This function loops through a number of train objects and calculates the training and test data predictions and class probabilities

Keywords
manip
Usage
extractPrediction(object, testX = NULL, testY = NULL, unkX = NULL, 
   unkOnly = !is.null(unkX) & is.null(testX), verbose = FALSE)

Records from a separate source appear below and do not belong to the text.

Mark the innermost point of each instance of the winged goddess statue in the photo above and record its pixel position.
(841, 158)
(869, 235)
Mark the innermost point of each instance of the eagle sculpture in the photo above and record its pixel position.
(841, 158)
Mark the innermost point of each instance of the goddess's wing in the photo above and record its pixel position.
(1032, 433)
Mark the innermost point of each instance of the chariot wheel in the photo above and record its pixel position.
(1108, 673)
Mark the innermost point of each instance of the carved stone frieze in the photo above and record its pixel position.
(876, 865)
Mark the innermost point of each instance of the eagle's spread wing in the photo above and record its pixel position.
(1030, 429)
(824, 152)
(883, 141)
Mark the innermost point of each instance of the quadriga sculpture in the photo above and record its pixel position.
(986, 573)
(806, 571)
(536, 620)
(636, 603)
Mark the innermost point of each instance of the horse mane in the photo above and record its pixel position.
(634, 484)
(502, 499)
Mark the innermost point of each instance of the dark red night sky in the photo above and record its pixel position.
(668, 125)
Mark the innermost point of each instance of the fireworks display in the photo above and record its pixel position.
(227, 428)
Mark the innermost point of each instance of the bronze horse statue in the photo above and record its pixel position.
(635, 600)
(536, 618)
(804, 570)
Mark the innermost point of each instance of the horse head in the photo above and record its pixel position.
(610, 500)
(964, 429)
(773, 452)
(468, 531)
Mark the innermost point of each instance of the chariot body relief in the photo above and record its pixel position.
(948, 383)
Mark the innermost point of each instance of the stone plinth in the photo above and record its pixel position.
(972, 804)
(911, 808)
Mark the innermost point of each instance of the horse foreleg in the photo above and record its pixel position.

extractProb(object, testX = NULL, testY = NULL, unkX = NULL, unkOnly = !is.null(unkX) & is.null(testX), verbose = FALSE)

Arguments
object
a list of objects of the class train. The objects must have been generated with fitBest = FALSE and returnData = TRUE.
testX
an optional set of data to predict
testY
an optional outcome corresponding to the data given in testX
unkX
another optional set of data to predict without known outcomes
unkOnly
a logical to bypass training and test set predictions. This is useful if speed is needed for unknown samples.
verbose
a logical for printing messages
Details

The optimal tuning values given in the tuneValue slot of the finalModel object are used to predict.

Value

  • For extractPrediction, a data frame with columns:
  • obsthe observed training and test data
  • predpredicted values
  • modelthe type of model used to predict
  • dataType"Training", "Test" or "Unknown" depending on what was specified
  • For extractProb, a data frame. There is a column for each class containing the probabilities. The remaining columns are the same as above (although the pred column is the predicted class)

Aliases
  • extractPrediction
  • extractProb
Examples
data(Satellite)
numSamples <- dim(Satellite)[1]
set.seed(716)

varIndex <- 1:numSamples

trainSamples <- sample(varIndex, 150)

varIndex <- (1:numSamples)[-trainSamples]
testSamples <- sample(varIndex, 100)

varIndex <- (1:numSamples)[-c(testSamples, trainSamples)]
unkSamples <- sample(varIndex, 50)

trainX <- Satellite[trainSamples, -37]
trainY <- Satellite[trainSamples, 37]

testX <- Satellite[testSamples, -37]
testY <- Satellite[testSamples, 37]

unkX <- Satellite[unkSamples, -37]

knnFit <- train(trainX, trainY, "knn")
rpartFit <- train(trainX, trainY, "rpart")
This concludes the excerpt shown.